Evolution of compressive mechanical properties of early hypertrophic scar during laser treatment

Abstract

Laser therapy has been widely used in the treatment of hypertrophic scars (HPS), but whether the mechanical properties of HPS tissue after laser treatment can be restored to those of normal skin remains unclear. In this paper, the relationship between the evolution of compressive mechanical properties and histological changes of HPS tissues following three successive combined pulsed dye laser (PDL) and fractional CO2 laser (CO2) treatments was investigated by compression tests and histological analysis. The early HPS model of rabbit ear was established by CO2 laser ablation. The loading–unloading tests and strain creep tests under the compression forces of 1 N, 2 N, and 3 N were carried out for normal skin, untreated HPS and HPS after different treatment times, respectively.
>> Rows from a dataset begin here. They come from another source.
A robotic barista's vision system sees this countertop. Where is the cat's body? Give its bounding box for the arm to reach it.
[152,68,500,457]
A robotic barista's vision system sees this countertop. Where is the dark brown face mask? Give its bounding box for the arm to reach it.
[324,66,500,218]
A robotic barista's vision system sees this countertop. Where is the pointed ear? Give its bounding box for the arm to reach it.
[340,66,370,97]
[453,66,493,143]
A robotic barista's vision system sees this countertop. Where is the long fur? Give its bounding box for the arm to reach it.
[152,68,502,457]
The results showed that the compression ratio λ of all tissues revealed force dependence and rose with the increasing compression force, which was similar to the trend of most biological soft tissues. The histological changes of HPSs following laser treatment have a significant influence on the compressive mechanical response. Compared with the normal skin, the toughness and anti-deformation ability of HPS reduced due to the proliferation of collagen fibers and the destruction of elastic fibers, resulting in higher energy dissipation, compression ratio λ, and stable creep rate D, and lower elastic modulus. After three successive combined PDL/ CO2 laser treatments, the compressive mechanical properties and creep properties of HPS gradually approached that of the normal skin owing to the gradual restoration of the amount and distribution of collagen and elastic fibers in HPS. The results provide a new method for evaluating the clinical efficacy of laser therapy for treatment of HPS tissue.